They are more related to Ramora's , Sneaker heads , Or Democrat fish as we call em. Without the sucker. They look the same when in fry of small stage.


----------



## Ocean Master (May 20, 2008)

dustyflair said:


> I got a question...I like to chum and chunk...Will that work for them elusive cobiaers or will all the yahoos fish my slick?


 Yes and Yes..!!


----------



## BigRed38 (May 5, 2009)

Looking forward to wrangling one in the yak this year.


----------



## Bodupp (Oct 3, 2007)

BigRed38 said:


> Looking forward to wrangling one in the yak this year.
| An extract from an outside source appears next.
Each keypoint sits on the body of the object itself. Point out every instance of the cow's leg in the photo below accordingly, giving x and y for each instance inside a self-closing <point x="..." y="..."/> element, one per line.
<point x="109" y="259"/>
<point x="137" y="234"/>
I'm not too sure I would want a fresh-gaffed cobia in my lap in a yak. Better wear a cup just in case.


----------



## BigRed38 (May 5, 2009)

Bodupp said:


> I'm not too sure I would want a fresh-gaffed cobia in my lap in a yak. Better wear a cup just in case.


 
From what I have seen from other yakkers, it's exhilarating to say the least.


----------



## CCC (Sep 3, 2008)

Never let anyone tell you that you can't chum them in, that's how they do it in the Keys,


----------



## WhyMe (Apr 21, 2013)

Unfortunately my boat doesn't have a tower. Last year was a nightmare standing on the bow and holding on for dear life in 2-3 ft seas. If I go this year, I will be anchored up and chumming them up. I know it works and did very well in the past.
Whyme
Mako My Dayo


----------



## jwhite357 (Jul 4, 2011)

*Just caught 80 pounds of cobia*

At publix......special ordered......


----------



## Blake R. (Mar 17, 2009)

What size leader and material do you guys prefer?


Sent from my iPhone using Tapatalk


----------



## sling2ling (Nov 14, 2013)

Blake R. said:


> What size leader and material do you guys prefer?
> 
> 
> Sent from my iPhone using Tapatalk


I play it safe with 49 strand shark cable. that way when I have 7 other jigs and lines wrapped around it I always win....pshh Navarre problems


----------